11 March 1934, Sunday

Zakopane. Stanisław Ignacy Witkiewicz advises Teodor and Helena Białynicki-Birula to read The Street of Crocodiles.

In a letter to the Białynicki-Birula family, Witkiewicz writes about awarding Michał Choromański with the Youth Award of the Polish Academy of Literature for his novel Zazdrość i medycyna [Jealousy and Medicine]. He expresses his appreciation for Choromański and at the same time notices wasted potential: “There is a lot of pomposity, the peasant was colossally talented and intell[igent], but genius entered his life1, and only a talent in art, similarly to Wilde”2. For the author of The Shoemakers, Schulz’s prose is an opposite example in terms of an art genius: “Read Bruno Schulz’s Cinnamon Shops – a first-class thing”3. Thus, Witkiewicz puts Schulz’s prose above the works of Choromański and Wilde – works of “first class”, which Schulz surpassed4.

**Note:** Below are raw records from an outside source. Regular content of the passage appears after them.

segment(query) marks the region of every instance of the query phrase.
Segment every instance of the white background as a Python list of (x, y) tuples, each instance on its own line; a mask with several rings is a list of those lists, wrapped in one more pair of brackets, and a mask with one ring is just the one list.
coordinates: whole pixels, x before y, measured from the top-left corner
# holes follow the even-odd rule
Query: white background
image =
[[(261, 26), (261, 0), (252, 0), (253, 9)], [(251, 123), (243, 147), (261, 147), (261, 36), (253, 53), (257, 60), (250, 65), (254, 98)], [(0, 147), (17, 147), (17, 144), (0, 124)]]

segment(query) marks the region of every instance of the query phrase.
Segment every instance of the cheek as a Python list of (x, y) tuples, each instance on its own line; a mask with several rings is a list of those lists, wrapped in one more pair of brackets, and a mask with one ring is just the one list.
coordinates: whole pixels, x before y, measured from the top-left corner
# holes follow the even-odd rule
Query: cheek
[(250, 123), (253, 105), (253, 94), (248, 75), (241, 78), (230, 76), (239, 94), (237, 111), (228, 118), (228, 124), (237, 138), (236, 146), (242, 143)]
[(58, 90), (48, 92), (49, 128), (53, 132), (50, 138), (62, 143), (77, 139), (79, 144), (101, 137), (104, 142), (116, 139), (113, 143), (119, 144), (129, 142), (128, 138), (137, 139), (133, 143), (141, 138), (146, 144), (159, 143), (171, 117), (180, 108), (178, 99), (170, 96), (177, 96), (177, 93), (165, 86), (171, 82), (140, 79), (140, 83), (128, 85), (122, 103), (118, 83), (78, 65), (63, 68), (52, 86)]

See also: 28 February – 1 March 1934, 3 March 1934, 9 March 1934. (ts) (transl. mw)

  • 1
    Interestingly, the idea of creating one’s own legend, about the genius manifested in life – which damages literary creativity – is also raised in relation to Witkacy himself: “The first of the legends indicated by Wyka is a personality legend, a biographical legend. It burdened the reading of Witkiewicz’s works in the strongest and most unfavourable way” (Małgorzata Szpakowska, Światopogląd Stanisława Ignacego Witkiewicza, Wrocław 1976, p. 5; Kazimierz Wyka, Trzy legendy tzw. Witkacy, “Twórczość” 1958, no. 10).
  • 2
    Stanisław Ignacy Witkiewicz, Listy II (vol. 1), edited and annotated by Tomasz Pawlak and Stefan Okołowicz, Janusz Degler, Warszawa 2014, p. 86–87.
  • 3
    Ibidem, p. 87.
  • 4
    According to an annotation on the list, Witkiewicz did not drink alcohol and did not smoke that day. He’d been in rehab for a long time. He hadn’t drunk alcohol for five months and hadn’t smoked for seventeen months.